Living With Grief And Loss
Updated: Jun 9
Images of special events such as birthdays, anniversaries or the holidays traditionally centre around family gatherings and celebrations with loved ones. The picture focuses on the hearth and the atmosphere is joyous. Nothing shatters the idea of togetherness more completely than the devastating loss of a loved one through death. This creates a tremendous void in the experience which can feel overwhelming and unbearable. We miss the person terribly and often question how we can ever expect to survive special anniversaries that would have included the deceased. Most people can identify with a funny story or a special trait associated with that person and we remember their habits and idiocyncracies. Death is among the most difficult topics to discuss. No one wants to even imagine what it is like to experience a loss or to be reminded of their own mortality.
In order to support others during their time of grieving, we must have some understanding of what they’re going through. We can begin this process by envisioning an ideal family holiday and the and the images it would conjure up such as warmth and togetherness. Now remove one of the people from your picture. It could be your spouse or child or parent or even a pet. Their absence could be related to a separation, illness or a death. How would the second image be different from the first one? Most importantly, how would you feel about the missing person? What would you miss about them?
When we lose a loved one, a painful emotional wound is created that results in a life altering experience. The depth of the effect of loss on the survivor is immeasurable. Individuals heal from such a tragedy in their own way and in their own time. Often we are left with emotional scar areas that become triggered at various significant occasions. One of these key times is around the holiday season when we become flooded with memories involving repeated traditions that remind us of how that person contributed to the holiday.
During a recent chat with an acquaintance, she shared that her mother had passed away 20 years ago when she was a child. She questioned why after such a long time, she still experienced sadness and grief around her parent’s death especially during special events. As children, our parents are important to our feelings of security wellbeing and self-esteem. The more we relied on this person to maintain our sense of worth, the greater difficulty we likely experienced at their death and for years to come. Even after becoming adults, special occasions invoke those same intense childhood feelings of loss when our parent was no longer there to validate and protect us. Regardless of whether our parent had been difficult to be with, we must still grieve the loss of every child’s fantasy of the “perfect” family. This is even more pronounced if following a parental death, our future experiences during special events were unpleasant. Tragedies that occurred in childhood can seem timeless and any unhealed emotional wounds continue to impact us especially during special occasions even though we have matured in so many aspects of our lives.
Another painful childhood experience accentuated during special events is a loss of belonging that results from long term removal from our family of origin home for any reason. Many adults still maintain unhealed childhood feelings of rejection or anger. They repeatedly question what they could have done that was so unacceptable it resulted in removal from home and may inaccurately blame themselves for not being “good enough”. They fail to realize that these decisions were about their parents limitations and inability to care for them.
People who have lost a loved one often tend to isolate themselves. They prefer not to “impose” their suffering on others. They do not particularly want to wear a “happy” mask suggesting that all is ok, or, run the risk of being subjected to another’s good intention to cheer them up. It is important to be mindful that people who are suffering need support and empathy in their place of grief.
People who are grieving often report feeling guilty for experiencing enjoyment in their life.
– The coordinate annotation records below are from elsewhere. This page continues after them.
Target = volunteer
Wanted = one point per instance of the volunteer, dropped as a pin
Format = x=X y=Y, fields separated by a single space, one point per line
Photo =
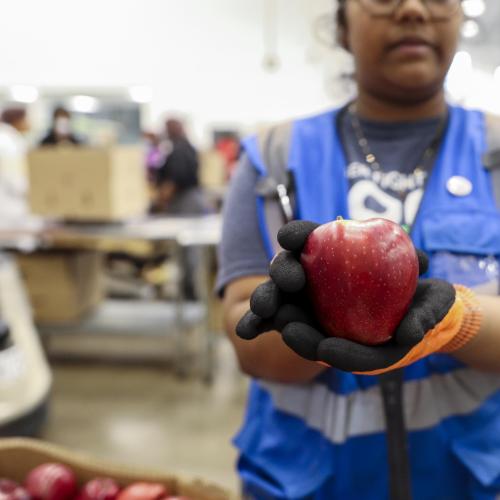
x=401 y=152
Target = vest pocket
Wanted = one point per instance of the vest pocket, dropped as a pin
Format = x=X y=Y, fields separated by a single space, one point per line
x=479 y=451
x=464 y=248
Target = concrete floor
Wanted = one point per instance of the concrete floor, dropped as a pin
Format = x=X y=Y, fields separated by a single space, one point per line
x=145 y=416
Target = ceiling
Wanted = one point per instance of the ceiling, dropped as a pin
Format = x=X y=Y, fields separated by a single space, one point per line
x=485 y=48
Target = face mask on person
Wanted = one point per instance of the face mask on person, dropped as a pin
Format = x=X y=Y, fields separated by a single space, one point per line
x=62 y=126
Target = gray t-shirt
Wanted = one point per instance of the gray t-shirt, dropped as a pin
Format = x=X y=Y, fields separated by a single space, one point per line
x=394 y=192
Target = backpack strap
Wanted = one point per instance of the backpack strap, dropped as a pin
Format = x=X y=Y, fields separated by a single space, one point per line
x=277 y=187
x=491 y=159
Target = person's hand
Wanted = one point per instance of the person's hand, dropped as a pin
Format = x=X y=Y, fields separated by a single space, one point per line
x=432 y=324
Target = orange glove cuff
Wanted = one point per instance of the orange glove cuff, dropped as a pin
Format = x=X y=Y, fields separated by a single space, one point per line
x=471 y=323
x=457 y=328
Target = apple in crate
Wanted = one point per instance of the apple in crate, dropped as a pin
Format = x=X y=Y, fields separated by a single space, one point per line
x=144 y=491
x=99 y=489
x=10 y=490
x=361 y=278
x=51 y=481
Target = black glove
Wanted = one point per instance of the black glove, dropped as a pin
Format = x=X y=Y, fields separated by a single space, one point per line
x=282 y=304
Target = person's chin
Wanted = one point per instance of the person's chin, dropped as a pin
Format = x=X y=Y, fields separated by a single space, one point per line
x=418 y=84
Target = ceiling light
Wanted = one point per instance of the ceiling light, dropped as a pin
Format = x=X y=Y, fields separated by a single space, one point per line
x=24 y=93
x=496 y=75
x=470 y=29
x=84 y=104
x=473 y=8
x=141 y=94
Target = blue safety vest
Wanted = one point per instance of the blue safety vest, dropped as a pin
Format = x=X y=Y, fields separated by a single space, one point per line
x=326 y=439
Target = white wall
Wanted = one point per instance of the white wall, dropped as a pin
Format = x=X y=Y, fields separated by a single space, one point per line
x=201 y=57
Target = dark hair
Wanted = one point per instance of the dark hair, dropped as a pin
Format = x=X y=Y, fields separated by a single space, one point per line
x=340 y=17
x=13 y=115
x=341 y=23
x=60 y=111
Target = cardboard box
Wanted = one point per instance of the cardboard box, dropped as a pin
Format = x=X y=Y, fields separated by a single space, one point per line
x=88 y=184
x=62 y=286
x=19 y=456
x=212 y=169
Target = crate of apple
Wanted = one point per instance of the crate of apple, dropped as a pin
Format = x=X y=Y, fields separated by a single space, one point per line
x=55 y=481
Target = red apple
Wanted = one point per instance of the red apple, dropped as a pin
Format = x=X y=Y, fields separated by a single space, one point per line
x=144 y=491
x=100 y=489
x=51 y=482
x=10 y=490
x=361 y=278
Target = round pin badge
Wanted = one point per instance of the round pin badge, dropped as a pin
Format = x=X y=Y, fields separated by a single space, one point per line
x=459 y=186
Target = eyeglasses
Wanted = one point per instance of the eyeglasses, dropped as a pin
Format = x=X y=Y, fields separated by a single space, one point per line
x=438 y=9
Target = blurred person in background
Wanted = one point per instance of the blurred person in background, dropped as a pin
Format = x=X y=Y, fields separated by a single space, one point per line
x=178 y=190
x=60 y=132
x=13 y=165
x=320 y=423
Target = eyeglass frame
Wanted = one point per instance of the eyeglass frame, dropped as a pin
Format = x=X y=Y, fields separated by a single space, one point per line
x=398 y=3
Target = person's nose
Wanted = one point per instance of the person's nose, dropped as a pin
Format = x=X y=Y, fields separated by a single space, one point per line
x=412 y=11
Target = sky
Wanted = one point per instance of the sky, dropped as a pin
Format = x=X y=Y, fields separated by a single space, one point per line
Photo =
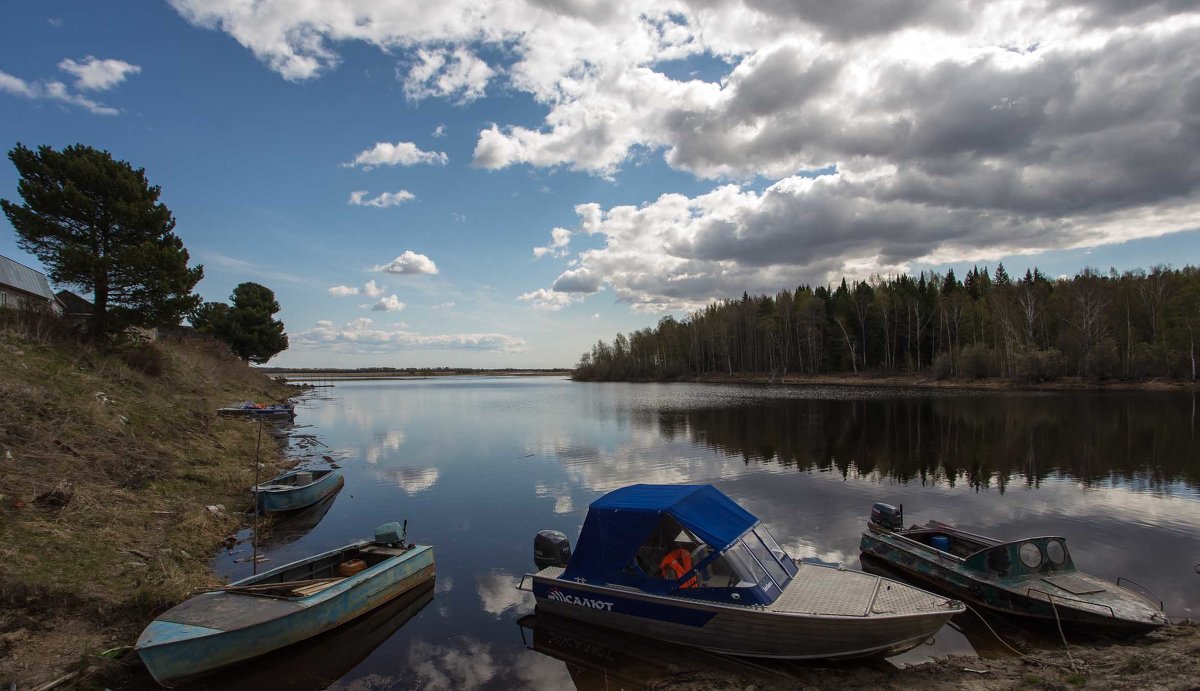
x=503 y=182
They have a notion that they must experience pain and sorrow to honour the memory of the person who has died. Unless they are feeling morose they will be at risk of forgetting them. On the contrary, as an individual begins to heal from their loss, their impressions of their loved one shift to a more positive place and still remain a part of their focus.
When grief and painful feelings continue indefinitely you may benefit from assistance coming to terms with the death.
The following list will clarify your need for additional support in your healing process:
•Your intense sadness following the death hasn’t lessened although many months have passed.
•You maintain a sense of responsibility for the death. (this is especially true of suicide.)
•You cry uncontrollably whenever you are reminded of them (eg. seeing their photo or on anniversaries or during holidays).
•You still have difficulty at work with concentration, getting along with co-workers or completing your assigned tasks.
•You are relying on alcohol, over-the-counter medications etc. to help you sleep or to make it through the day.
•You are having difficulties in your intimate relationships. Your partner may complain that you are angry, emotionally withdrawn or remote.
•You are experiencing significant weight loss or gain and poor sleeping patterns.
•You avoid thinking and talking about death.
(if you checked 1or 2 items, you are probably recovering.
If you checked more than 3 or 4 items and it has been greater than one year since the death you may need some help coming to terms with your loss).
Our healing process needs to honour all of our memories. It is necessary to embrace our hurt during special events. People we trust can help us come to terms with our loss and they will appreciate and respect each moment of our grief with us.